So Long, Farewell: Head of Novartis AG's Shuttered CAR-T Unit to Helm Biotech Upstart Tmunity

So Long, Farewell: Head of Novartis AG' Shuttered CAR-T Unit to Helm Biotech Upstart Tmunity December 7, 2016
By Alex Keown, BioSpace.com Breaking News Staff

PHILADELPHIA – Usman Azam, the former head of Novartis ’ Cell and Gene Therapy Unit, has resurfaced with a new role – president and chief executive officer of Tmunity Therapeutics.

Azam, along with hundreds of staffers, were let go by Novartis earlier this year when that company dissolved its Cell and Gene Therapy Unit. Now Azam will help Tmunity develop treatments that “unleash the immunological potential of T cells” on a variety of diseases.

Tmunity is developing novel T Cell Receptor (TCR) engineered T cells, regulatory T cells (Treg), and universal engineered T cell platforms that exhibit best-in-class control over T cell activation and direction in vivo.
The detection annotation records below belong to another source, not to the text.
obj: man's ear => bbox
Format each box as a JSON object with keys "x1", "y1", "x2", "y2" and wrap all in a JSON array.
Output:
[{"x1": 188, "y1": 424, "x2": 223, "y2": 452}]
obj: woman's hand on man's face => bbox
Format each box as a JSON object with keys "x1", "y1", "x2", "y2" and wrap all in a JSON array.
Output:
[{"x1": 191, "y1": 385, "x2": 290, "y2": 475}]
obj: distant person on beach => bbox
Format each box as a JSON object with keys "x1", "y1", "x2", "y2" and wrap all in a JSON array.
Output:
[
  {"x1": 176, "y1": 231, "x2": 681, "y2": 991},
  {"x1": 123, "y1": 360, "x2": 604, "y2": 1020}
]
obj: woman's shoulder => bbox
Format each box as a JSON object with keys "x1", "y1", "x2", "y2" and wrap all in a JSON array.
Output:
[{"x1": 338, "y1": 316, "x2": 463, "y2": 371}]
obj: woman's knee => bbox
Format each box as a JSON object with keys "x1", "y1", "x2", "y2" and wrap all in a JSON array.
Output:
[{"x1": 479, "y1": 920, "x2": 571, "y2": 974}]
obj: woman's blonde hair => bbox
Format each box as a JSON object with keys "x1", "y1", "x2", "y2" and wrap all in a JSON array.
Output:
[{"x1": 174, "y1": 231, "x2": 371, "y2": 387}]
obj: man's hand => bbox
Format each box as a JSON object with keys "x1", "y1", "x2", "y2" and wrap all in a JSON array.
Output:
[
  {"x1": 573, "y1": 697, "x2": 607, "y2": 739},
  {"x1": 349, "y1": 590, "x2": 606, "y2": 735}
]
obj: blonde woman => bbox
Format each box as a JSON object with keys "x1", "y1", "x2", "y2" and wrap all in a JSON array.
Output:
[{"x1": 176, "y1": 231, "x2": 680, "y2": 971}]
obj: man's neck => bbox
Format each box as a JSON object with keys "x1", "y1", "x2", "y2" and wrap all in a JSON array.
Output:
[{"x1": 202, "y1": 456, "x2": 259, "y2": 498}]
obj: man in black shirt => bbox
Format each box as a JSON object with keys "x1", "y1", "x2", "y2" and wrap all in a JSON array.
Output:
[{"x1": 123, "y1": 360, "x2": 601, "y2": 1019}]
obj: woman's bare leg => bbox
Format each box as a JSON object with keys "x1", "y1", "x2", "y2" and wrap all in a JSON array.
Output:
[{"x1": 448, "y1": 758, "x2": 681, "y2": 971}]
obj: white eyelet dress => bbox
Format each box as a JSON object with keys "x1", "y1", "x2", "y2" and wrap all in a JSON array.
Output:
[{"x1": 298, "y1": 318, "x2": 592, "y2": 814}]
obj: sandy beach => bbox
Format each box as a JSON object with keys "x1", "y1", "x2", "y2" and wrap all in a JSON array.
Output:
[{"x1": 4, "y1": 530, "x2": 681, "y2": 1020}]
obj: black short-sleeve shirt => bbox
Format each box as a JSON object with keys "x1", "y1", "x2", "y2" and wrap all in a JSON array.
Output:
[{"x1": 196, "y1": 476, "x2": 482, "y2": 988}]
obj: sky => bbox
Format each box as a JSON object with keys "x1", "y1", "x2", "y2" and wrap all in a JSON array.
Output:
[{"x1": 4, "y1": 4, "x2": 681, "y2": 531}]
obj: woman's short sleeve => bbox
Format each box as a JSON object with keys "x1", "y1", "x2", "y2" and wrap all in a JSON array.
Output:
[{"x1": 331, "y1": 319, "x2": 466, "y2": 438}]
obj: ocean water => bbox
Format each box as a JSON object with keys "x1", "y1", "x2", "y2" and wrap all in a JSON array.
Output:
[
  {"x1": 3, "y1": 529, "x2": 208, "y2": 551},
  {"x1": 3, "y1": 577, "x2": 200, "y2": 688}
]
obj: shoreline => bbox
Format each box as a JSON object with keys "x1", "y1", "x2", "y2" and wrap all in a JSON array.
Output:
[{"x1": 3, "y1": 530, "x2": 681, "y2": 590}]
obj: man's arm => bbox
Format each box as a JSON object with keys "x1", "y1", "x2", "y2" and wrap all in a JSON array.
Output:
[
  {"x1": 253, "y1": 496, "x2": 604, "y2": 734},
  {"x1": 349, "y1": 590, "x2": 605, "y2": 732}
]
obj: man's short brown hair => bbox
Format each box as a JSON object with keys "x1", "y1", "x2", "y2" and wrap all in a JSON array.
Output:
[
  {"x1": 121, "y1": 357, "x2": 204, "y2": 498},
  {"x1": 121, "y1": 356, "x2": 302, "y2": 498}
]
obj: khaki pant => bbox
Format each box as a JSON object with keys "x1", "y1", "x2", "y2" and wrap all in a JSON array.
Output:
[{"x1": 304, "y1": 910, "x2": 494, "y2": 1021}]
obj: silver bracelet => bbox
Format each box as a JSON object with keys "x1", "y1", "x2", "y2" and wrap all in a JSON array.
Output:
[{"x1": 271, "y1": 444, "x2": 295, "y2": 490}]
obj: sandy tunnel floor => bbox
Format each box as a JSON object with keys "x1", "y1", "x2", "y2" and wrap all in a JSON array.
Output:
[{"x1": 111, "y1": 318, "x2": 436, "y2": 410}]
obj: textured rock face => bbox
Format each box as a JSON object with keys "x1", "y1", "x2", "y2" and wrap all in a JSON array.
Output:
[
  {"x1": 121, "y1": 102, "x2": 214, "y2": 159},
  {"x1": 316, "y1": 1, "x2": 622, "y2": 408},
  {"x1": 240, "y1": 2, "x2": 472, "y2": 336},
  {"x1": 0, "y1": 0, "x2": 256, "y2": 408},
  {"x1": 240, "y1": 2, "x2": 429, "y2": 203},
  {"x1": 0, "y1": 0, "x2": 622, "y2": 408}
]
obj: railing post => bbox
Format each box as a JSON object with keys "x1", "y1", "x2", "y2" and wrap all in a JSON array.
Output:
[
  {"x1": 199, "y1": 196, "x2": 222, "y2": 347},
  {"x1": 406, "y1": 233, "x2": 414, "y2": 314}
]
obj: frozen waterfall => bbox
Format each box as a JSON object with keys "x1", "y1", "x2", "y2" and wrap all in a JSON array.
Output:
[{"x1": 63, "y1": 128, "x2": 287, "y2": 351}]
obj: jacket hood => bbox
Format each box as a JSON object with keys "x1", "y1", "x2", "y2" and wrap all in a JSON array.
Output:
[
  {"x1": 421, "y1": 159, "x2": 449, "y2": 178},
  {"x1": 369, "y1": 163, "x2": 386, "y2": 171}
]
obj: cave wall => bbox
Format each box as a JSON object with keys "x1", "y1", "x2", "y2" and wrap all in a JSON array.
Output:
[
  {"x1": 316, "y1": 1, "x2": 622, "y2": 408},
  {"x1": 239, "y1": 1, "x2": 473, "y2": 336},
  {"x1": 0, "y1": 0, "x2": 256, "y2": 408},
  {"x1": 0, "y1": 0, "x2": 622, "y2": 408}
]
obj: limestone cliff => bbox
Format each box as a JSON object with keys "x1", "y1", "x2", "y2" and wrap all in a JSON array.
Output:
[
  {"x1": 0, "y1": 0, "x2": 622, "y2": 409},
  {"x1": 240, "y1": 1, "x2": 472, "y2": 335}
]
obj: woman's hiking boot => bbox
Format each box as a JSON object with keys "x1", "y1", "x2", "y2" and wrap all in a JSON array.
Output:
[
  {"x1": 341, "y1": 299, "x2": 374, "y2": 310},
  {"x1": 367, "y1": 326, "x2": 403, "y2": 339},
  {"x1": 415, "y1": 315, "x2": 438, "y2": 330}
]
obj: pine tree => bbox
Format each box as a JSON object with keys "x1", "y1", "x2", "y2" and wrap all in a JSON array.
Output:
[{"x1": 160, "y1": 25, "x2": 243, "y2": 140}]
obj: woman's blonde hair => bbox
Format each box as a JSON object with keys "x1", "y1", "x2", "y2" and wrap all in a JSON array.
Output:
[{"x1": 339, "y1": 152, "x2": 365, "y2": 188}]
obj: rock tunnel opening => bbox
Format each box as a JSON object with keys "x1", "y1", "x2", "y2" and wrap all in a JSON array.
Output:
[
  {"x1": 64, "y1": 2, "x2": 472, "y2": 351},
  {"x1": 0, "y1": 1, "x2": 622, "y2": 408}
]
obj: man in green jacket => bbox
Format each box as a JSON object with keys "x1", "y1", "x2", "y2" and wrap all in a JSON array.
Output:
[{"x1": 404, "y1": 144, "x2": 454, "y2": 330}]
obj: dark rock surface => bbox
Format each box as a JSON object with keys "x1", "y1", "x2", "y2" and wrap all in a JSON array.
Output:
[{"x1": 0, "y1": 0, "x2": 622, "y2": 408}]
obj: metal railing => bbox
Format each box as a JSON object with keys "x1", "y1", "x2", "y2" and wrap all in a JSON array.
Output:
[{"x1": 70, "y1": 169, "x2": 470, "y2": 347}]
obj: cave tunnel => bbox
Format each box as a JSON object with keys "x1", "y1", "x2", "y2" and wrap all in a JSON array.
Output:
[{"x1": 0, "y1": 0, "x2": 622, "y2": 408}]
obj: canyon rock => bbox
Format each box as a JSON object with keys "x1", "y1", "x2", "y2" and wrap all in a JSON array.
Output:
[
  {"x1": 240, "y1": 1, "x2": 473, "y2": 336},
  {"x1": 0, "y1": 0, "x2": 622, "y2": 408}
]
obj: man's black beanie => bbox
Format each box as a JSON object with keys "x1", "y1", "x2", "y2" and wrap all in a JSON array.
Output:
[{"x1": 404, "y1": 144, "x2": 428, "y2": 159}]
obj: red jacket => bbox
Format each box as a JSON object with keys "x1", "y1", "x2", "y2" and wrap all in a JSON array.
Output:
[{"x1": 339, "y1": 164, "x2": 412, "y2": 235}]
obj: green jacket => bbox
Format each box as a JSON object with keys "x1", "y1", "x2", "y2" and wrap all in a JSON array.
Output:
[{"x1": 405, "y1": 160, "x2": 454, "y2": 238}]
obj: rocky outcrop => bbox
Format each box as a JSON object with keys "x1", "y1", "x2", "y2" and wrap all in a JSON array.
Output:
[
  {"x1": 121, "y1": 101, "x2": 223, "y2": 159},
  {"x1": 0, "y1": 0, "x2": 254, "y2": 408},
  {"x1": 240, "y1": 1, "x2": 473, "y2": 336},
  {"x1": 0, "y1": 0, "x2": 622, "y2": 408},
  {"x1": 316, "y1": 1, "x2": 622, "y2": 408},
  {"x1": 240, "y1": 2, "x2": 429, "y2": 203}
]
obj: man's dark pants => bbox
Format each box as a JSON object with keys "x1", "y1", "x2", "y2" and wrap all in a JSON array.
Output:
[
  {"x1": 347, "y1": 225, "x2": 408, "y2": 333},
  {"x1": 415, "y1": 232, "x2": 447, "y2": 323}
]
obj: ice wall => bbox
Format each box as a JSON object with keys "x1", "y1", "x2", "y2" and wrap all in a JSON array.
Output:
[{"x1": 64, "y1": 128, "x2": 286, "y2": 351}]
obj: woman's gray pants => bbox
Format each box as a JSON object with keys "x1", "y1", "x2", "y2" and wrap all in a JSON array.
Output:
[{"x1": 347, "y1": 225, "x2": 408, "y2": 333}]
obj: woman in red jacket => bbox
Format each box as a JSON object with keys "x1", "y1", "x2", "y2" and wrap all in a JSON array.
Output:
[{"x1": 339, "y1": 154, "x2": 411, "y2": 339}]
Tmunity Therapeutics launched earlier this year with $10 Million in equity financing from Penn Medicine, the academic medical center of the University of Pennsylvania (Penn), and Lilly Asia Ventures.

In a statement, Azam said he has worked with the development of novel drugs and biologics for 20 years but had never been more excited about the “potential we have at Tmunity to make a significant contribution to the treatment of cancer, HIV, and autoimmune disease by delivering the promise of T cell medicine.”

Azam said the company is creating business model that integrates research, transitional medicine, manufacturing science, clinical development and customer centric approaches to “foster further successful commercial adoption of cell and gene therapies.”

Tmunity will enter a field of companies well-ahead in CAR-T development, including Azam’s former employer, Novartis. Earlier this month, Novartis announced its experimental CAR-T therapy CLT019 sent 82 percent of patients’ blood cancer into remission, according to interim data presented at the American Society of Hematology. That data puts Novartis in line to hit its 2017 goal to regulatory approval for its pediatric leukemia CAR-T therapy, CTL019. The global Phase II study found that 82 percent of pediatric patients, 41 out of 50, achieved complete remission or complete remission with incomplete blood count recovery at three months following infusion of CTL019. For all patients with complete remission, no minimal residual disease was detected, Novartis said.

Other companies making waves in the CAR-T field include, Kite Pharma and its lead CAR T- product candidate, KTE-C19, for DLBCL. Kite aims to file for an approval of its lead CAR-T therapy by the end of the year.

While those are CAR-T successes, there have been some setbacks in the field, particularly with Juno Therapeutics . That company halted placed its Phase II clinical Rocket trial of JCAR015 on hold for the second time following the announcement that two patients died. Those deaths marked the fourth and fifth deaths associated with this trial. In July, the company announced three patients in the Rocket trial died.